News in brief

Berlin approves Germany's largest water privatisation ---- EIB funds environmental projects in Tunisia, Prague ---- UK Govt witholds info on Turkish dam impact.


BERLIN: The Berlin Senate has voted to approve Germany’s largest ever water privatisation contract, covering the sale of 49.9% of the Berliner Wasserbetrieber (BWB), the city’s state-owned water and sewerage company. BWB is largest municipal water management company in Europe, with a turnover of 1.25 billion Euros (£832 million) and 6,300 employees. Under the 1.69 billion Euro (£1.13 billion) contract, a consortium formed by the French water gian Vivendi (45%) and German firms RWE (45%) and Allianz (10%) will acquire 49.9% of a new holding company BWB Holding AG, responsible for water supply and wastewater treatment for Berlin for 30 years.

TUNISIA: The EIB has announced loans totalling EUR 50.6 million (£33.7 million) to the “Groupe Chimique Tunisien” (GCT) for the landfill disposal of phospatic gypsum, a waste produced in the manufacture of phosphate-based fertilisers at GCT’s plant in Gabès.

The funds are being advanced to GCT, the borrower and project promoter, as follows: EUR 45 million is being lent directly and a further EUR 5.6 million indirectly via the Industrial Pollution Abatement Fund, FODEP, under an earlier loan concluded with the Republic of Tunisia for in the form of a credit line for financing environmental protection schemes undertaken by manufacturing firms. GCT is an export-orientated enterprise which processes 6.2 million tonnes of phosphate rock per annum (i.e. more than 80% of the rock mined in Tunisia) to produce phosphoric acid, a number of chemical fertilisers and other phosphate derivatives. Wholly owned by the Republic of Tunisia and commanding a workforce of 4 200, GCT is one of the most important industrial concerns in the country.

The project is designed to safeguard the environment by putting an end to the discharge of 4.4 million tonnes of gypsum a year into the Mediterranean on the Gulf of Gabès.
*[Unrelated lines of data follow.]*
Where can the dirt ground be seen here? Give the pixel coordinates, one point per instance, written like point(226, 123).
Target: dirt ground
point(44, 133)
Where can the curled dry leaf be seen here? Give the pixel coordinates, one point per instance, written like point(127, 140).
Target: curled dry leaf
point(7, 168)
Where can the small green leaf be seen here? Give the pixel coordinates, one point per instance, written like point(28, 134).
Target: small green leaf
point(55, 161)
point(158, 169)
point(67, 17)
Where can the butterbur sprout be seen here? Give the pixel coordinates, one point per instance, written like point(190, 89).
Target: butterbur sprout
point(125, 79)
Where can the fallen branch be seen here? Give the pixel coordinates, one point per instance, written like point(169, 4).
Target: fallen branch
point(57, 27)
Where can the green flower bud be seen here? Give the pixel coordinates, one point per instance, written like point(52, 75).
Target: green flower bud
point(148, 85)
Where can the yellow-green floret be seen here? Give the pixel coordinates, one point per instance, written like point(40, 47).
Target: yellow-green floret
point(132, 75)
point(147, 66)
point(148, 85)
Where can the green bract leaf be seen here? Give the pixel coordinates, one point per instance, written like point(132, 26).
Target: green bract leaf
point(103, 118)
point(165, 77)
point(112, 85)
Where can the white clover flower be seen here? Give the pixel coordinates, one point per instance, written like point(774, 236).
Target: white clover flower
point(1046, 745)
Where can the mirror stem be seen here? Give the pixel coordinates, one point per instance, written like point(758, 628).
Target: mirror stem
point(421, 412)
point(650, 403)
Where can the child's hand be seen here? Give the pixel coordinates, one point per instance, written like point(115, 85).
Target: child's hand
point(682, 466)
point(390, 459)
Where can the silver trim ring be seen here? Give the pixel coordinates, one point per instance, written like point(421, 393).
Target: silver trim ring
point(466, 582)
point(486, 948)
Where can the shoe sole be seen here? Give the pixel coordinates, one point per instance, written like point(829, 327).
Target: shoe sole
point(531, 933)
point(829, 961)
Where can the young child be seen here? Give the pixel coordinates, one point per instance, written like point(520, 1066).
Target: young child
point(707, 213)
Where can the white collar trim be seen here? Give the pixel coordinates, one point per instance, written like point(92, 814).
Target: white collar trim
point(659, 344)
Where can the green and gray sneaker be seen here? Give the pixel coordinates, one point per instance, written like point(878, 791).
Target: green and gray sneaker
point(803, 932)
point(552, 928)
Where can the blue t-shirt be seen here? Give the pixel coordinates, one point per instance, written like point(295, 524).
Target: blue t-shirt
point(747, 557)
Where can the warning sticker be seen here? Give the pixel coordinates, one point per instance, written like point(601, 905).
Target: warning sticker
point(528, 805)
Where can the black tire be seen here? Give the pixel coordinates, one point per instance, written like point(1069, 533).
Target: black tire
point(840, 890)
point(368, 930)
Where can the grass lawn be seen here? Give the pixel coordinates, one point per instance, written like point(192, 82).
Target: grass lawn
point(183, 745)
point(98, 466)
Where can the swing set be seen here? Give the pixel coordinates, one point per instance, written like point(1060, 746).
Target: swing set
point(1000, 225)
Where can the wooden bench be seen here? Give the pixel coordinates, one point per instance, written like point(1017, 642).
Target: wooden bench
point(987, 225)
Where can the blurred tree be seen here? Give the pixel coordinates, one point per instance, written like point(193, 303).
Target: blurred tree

It involves the design, development and commissioning of a landfill site, as well as the construction of a 15 km pipeline system together with a pumping station for transporting to the site gypsum waste currently discharged into the sea.

UK: The Department of Trade and Industry has refused to release documents on the environmental impact of Ilisu dam in Turkey. Friends of the Earth was preparing a legal challenge against the DTI after it failed to respond to its request for key documents within the 2 month statutory deadline. The DTI has now responded, saying it will continue to withold the documents, but that a second study will be carried out. FoE says it is now considering if it will take its legal challenge forward on revised grounds under further provisions of freedom of information laws. In the meantime, it is leafleting DTI staff today at their headquarters in London during a demonstration supported by British Kurdish groups.

PRAGUE: The European Investment Bank (EIB), the European Union’s long-term credit institution, is financing environmental and urban development projects in Prague. The 50 million Euro (£33.3 million) loan for 15 years to the City of Prague will be used for improving the water and sewerage networks including treatment plants for both fresh and used water. The investments will relieve pressure on a number of infrastructure bottlenecks and improve the urban environment. The improvements to the water network should sharply reduce distribution losses and improve the efficiency and profitability to the treatment plants.